The Via general-header field MUST be used by proxies to indicate the intermediate protocols and recipients between the user agent and the server on requests and between the origin server and the client on responses. The field is intended to be used for tracking message forwards, avoiding request loops, and identifying the protocol capabilities of all senders along the request/response chain. Each of multiple values in the Via field represents each proxy that has forwarded the message. Each recipient MUST append its information such that the end result is ordered according to the sequence of forwarding applications. So messages originating with the client or server do not include the Via header. The first proxy or other intermediate adds the header and its information into the field. Any additional intermediate adds additional field-values. Resulting in the server seeing the chains of intermediates in a client-to-server request and the client seeing the full chain in the response message. Proxies (e.g., Access Proxy or Translator Proxy) SHOULD NOT, by default, forward the names and ports of hosts within the private/ protected region. This information SHOULD only be propagated if explicitly enabled. If not enabled, the via-received of any host behind the firewall/NAT SHOULD be replaced by an appropriate pseudonym for that host.
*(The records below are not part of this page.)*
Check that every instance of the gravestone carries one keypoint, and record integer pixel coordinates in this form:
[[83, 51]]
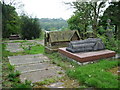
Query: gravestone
[[90, 44]]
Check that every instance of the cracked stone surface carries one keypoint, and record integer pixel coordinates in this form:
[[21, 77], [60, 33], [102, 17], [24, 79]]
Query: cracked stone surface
[[14, 47], [35, 67], [27, 59], [41, 75]]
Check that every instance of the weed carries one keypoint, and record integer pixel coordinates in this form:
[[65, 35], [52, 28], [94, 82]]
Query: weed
[[14, 74], [35, 49], [11, 67], [26, 84], [96, 75], [48, 81]]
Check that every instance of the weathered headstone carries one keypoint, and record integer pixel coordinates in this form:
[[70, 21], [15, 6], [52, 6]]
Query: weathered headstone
[[90, 44]]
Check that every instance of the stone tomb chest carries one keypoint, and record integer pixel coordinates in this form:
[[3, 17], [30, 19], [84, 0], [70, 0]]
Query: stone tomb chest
[[57, 39], [90, 44], [87, 50]]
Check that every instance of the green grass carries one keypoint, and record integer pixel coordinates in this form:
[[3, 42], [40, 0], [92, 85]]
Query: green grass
[[90, 75], [10, 78], [96, 75], [34, 49]]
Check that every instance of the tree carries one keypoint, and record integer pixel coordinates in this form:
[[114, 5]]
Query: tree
[[30, 27], [89, 12], [10, 21], [81, 18], [112, 14]]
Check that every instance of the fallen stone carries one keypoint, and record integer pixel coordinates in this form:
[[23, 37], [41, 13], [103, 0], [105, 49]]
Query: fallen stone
[[41, 75], [33, 67], [27, 59]]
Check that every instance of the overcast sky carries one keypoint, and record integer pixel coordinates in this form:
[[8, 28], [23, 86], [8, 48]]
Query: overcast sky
[[48, 8]]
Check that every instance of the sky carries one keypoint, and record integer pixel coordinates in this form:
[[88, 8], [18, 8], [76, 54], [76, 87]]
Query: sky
[[47, 8]]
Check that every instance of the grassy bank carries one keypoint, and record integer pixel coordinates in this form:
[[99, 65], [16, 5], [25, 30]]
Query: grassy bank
[[10, 78], [94, 75]]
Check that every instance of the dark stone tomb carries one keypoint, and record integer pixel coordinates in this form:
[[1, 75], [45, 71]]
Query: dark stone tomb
[[90, 44]]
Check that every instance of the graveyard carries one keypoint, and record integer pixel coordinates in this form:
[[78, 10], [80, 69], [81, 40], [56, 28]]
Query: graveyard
[[70, 66], [60, 50]]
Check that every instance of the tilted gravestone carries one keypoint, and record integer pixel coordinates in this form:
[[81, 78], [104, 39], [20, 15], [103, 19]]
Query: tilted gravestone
[[90, 44]]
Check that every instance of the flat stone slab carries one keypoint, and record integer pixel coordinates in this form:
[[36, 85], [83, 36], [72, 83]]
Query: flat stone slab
[[14, 47], [87, 56], [27, 59], [33, 67], [41, 75]]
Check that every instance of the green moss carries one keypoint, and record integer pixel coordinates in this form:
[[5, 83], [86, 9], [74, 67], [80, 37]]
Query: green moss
[[35, 49], [96, 75]]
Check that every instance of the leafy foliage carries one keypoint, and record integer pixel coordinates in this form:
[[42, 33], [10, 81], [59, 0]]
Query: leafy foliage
[[30, 28], [53, 24], [10, 21], [112, 13]]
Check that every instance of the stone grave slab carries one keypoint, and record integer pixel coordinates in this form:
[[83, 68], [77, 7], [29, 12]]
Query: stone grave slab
[[41, 75], [87, 56], [32, 67], [27, 59], [14, 47]]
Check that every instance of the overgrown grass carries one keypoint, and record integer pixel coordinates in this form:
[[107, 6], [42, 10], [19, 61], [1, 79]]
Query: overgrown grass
[[96, 75], [34, 49], [10, 78], [90, 75]]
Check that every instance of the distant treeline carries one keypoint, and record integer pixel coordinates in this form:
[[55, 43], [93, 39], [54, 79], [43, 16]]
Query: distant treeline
[[53, 24]]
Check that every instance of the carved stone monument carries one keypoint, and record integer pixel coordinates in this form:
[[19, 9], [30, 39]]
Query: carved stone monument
[[90, 44]]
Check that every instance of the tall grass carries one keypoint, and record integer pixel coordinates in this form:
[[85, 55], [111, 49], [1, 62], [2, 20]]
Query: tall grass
[[96, 75]]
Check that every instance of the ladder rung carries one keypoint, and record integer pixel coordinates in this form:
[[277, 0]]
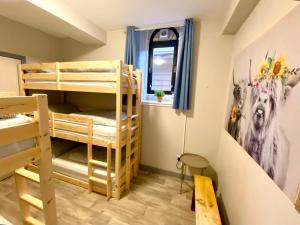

Top   ToC   RFC7826 - Page 185
   For organizations that have strong privacy requirements for hiding
   internal structures, a proxy MAY combine an ordered subsequence of
   Via header field entries with identical sent-protocol values into a
   single such entry.  Applications MUST NOT combine entries that have
   different received-protocol values.

18.58. WWW-Authenticate

The WWW-Authenticate header is specified in [RFC7235]; its usage depends on the used authentication schemes, such as Digest [RFC7616] and Basic [RFC7617]. The WWW-Authenticate response-header field MUST be included in 401 (Unauthorized) response messages. The field-value consists of at least one challenge that indicates the authentication scheme(s) and parameters applicable to the Request-URI. This header MUST only be used in response messages related to client to server requests. The HTTP access authentication process is described in [RFC7235] with some clarification in Section 19.1. User agents are advised to take special care in parsing the WWW-Authenticate field-value as it might contain more than one challenge, or if more than one WWW-Authenticate header field is provided, the contents of a challenge itself can contain a comma-separated list of authentication parameters.